Hyperlinks are everywhere. They are a fundamental resource for the development of our digital life, making it faster, easier, more dynamic. In some cases they also convey identity, security, and even reputation. But hyperlinks are not eternal, nor were they designed to be.. The link which works wonders today can throw a 404 inside an hour or a decade ... and no portal or service is immune. Our own site is the victim of broken links or videos that disappear after a short time, and even your own favorites section in the browser you must have a similar problem.
Sometimes, the loss of these links is just an accident, but if we study most of the cases, it is a deliberate action. For example, I recently tried to locate old drivers and BIOS for Intel motherboards … and I remembered that Intel completely removed those files in November 2019. Only community efforts have succeeded in preventing a complete loss, however, it’s never enough. In fact, some experts dare to suggest the worst: The internet is rotting to pure link rot.
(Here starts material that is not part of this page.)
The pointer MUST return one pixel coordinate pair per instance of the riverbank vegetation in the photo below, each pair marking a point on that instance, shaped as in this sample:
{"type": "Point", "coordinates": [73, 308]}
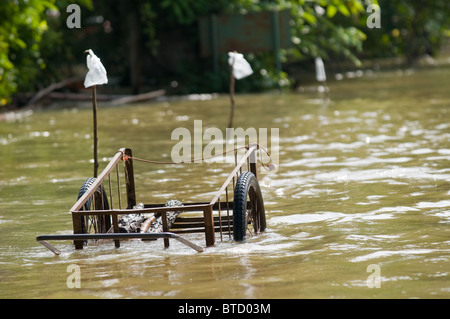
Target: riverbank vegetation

Link rot: The Internet is rotting, at all levels
One of the most cited cases of link rot It dates back to 2010. Judge Samuel Alito shared his legal opinion in the Supreme Court of the United States, and within that opinion he placed a link as a source to justify his position. The problem was that the link stopped working shortly after, and the original text was left with that 404 forever. No one could access the information.
The people of perma.cc, a service dedicated to combating link rot, offers some chilling numbers: More than 50 percent of the links present in the Supreme Court opinions do not lead to the correct source. This goes up to almost 70 percent when we talk about academic journals, and the 20 percent of all science, technology and medicine articles have already been affected by the link rot.
Rewriting the past, losing the present?
Universities, government agencies, newspapers … no one has managed to escape the link rot, and everything seems to indicate that its effects will be even deeper. Digitization campaigns are vital to improve access to information and reduce the use of paper (which often includes the destruction of the original copies)But if there is not careful preparation, the value of such effort could be neutralized, one link broken at a time.
As if that were not enough, the information is not only erased: It also changes. Think of every politician desperate to delete what he said in a tweet ten years ago, or companies looking to bury unpleasant events. Lies turned into truths, vandalism and denial, news and made up words, modified books. The famous case of the digital English version of “The war and the peace” distributed by Barnes & Noble still reverberates in our minds: Every instance and variant of “kindle” in the text had been replaced by “Nook.”
Now, our hands are not empty to say the least. The aforementioned perma.cc and the Internet Archive itself serve as the main lines of defense. Even Wikipedia recommends its contributors to use the Wayback Machine and Archive Today to “shield” in a way to the links that are inserted in the articles … but we must be realistic: the Internet is rotting, and the link rot will continue to advance.